Leavening agent
A leavening agent (sometimes called just leavening or leaven) is a substance used in doughs and batters that causes a foaming action. The leavening agent reacts with moisture, heat, acidity, or other triggers to produce gas that becomes trapped as bubbles within the dough. When a dough or batter is baked, it "sets" and the holes left by the gas bubbles remain, giving breads, cakes, and other baked goods their soft, sponge-like textures.
Chemical Leaveners
Chemical leaveners are chemical mixtures or compounds that typically release carbon dioxide when they react with moisture, heat, and acidity. They usually leave behind a chemical salt. Chemical leaveners are used in quick breads and cakes. Chemical leavening agents include:
- baking powder
- baking soda (a.k.a., sodium bicarbonate)
- ammonium bicarbonate (a.k.a., hartshorn)
- potassium bicarbonate (a.k.a., potash)
- Potassium bitartrate (a.k.a., cream of tar tar)

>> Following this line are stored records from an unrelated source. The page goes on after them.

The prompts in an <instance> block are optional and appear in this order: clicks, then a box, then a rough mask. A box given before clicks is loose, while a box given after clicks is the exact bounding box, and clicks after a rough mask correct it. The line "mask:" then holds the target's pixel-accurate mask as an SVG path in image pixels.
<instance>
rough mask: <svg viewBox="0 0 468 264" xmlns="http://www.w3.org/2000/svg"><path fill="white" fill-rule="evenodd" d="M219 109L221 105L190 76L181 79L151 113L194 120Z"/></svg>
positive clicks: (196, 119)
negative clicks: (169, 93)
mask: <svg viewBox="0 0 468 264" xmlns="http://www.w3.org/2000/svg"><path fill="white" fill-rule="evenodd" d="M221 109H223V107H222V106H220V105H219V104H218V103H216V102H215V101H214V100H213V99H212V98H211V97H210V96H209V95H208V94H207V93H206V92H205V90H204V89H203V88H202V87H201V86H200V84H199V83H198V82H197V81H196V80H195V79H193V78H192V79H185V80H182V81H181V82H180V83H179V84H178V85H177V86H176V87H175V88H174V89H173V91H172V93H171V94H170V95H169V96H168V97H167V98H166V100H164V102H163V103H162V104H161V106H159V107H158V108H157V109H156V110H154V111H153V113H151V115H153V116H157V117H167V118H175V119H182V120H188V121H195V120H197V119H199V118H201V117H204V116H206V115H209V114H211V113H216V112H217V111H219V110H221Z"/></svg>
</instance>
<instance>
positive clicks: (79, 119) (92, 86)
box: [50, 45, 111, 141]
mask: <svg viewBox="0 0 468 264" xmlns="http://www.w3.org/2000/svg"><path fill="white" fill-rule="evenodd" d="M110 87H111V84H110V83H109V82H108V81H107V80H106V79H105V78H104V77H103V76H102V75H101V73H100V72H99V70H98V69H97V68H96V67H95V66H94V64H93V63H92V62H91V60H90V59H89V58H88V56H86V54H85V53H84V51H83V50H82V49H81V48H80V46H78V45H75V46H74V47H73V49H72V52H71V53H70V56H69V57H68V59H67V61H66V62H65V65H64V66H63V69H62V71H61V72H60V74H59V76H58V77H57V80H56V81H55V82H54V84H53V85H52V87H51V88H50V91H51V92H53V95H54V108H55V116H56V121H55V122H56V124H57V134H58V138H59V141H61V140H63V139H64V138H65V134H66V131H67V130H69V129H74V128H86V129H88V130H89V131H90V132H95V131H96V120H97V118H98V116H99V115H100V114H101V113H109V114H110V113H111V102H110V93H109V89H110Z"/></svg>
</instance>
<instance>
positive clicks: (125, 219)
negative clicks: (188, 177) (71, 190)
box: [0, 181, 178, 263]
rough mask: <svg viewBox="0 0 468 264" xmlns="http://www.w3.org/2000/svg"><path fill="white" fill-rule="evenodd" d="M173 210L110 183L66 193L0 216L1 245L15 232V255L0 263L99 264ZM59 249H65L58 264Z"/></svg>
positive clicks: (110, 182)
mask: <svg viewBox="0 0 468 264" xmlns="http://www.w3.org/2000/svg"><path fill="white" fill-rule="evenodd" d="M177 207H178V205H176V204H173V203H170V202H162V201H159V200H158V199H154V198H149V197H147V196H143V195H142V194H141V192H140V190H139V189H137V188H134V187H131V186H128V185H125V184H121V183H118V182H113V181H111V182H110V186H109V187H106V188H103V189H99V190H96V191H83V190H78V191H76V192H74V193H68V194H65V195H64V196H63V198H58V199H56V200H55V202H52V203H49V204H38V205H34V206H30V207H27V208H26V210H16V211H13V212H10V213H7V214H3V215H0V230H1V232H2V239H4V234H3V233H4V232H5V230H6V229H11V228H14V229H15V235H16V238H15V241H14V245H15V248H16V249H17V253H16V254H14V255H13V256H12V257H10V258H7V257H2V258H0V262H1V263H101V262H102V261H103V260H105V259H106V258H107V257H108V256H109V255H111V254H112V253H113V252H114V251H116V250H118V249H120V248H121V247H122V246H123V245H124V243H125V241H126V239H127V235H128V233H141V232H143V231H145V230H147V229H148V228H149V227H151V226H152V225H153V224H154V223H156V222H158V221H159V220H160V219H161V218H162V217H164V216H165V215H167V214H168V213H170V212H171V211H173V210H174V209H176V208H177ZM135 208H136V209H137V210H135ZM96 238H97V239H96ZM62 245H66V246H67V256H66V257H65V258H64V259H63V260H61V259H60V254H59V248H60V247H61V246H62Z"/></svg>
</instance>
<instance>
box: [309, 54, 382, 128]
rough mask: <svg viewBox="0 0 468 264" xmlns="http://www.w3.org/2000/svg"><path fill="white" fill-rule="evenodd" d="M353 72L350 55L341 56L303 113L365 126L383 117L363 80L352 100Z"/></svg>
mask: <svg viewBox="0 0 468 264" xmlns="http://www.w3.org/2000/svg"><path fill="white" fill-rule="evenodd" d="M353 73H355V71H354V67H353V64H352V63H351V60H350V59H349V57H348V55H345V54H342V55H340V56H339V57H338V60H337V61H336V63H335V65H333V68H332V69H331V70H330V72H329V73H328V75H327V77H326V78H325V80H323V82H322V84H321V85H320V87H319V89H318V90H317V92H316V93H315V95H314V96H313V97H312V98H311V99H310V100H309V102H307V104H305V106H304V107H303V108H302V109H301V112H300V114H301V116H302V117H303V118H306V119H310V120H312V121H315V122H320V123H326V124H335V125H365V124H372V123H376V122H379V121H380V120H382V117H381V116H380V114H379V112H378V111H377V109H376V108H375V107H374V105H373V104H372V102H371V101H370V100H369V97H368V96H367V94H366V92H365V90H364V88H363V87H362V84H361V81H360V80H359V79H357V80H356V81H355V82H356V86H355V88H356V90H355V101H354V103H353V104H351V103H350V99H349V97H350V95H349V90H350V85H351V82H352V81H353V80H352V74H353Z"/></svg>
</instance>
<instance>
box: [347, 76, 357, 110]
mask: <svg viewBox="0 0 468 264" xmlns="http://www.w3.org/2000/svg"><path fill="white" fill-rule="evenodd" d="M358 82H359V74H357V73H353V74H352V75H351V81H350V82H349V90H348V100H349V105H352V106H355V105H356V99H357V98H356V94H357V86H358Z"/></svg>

- potassium carbonate or (a.k.a., pearlash)
- monocalcium phosphate
Biological Leaveners
Microorganisms that release carbon dioxide as part of their lifecycle can be used to leaven products. Varieties of yeast are most often used. Yeast leaves behind waste byproducts that contribute to the distinctive flavor of yeast breads. In sourdough breads, the flavor is further enhanced by various lactic or acetic acid bacteria).
Leavening with yeast is often a slower process, requiring a lengthy proofing.
Yeast can also be used to make carbonated beverages like beer, which can then be used as leavening.
Other Leaveners
Steam and air are used leavening agents when they expand upon heating. To take advantage of this style of leavening, the baking must be done at high enough temperatures to flash the water to steam, with a batter that is capable of holding the steam in until set. This effect is typically used in popovers and Yorkshire puddings, and to a lesser extent in Tempura.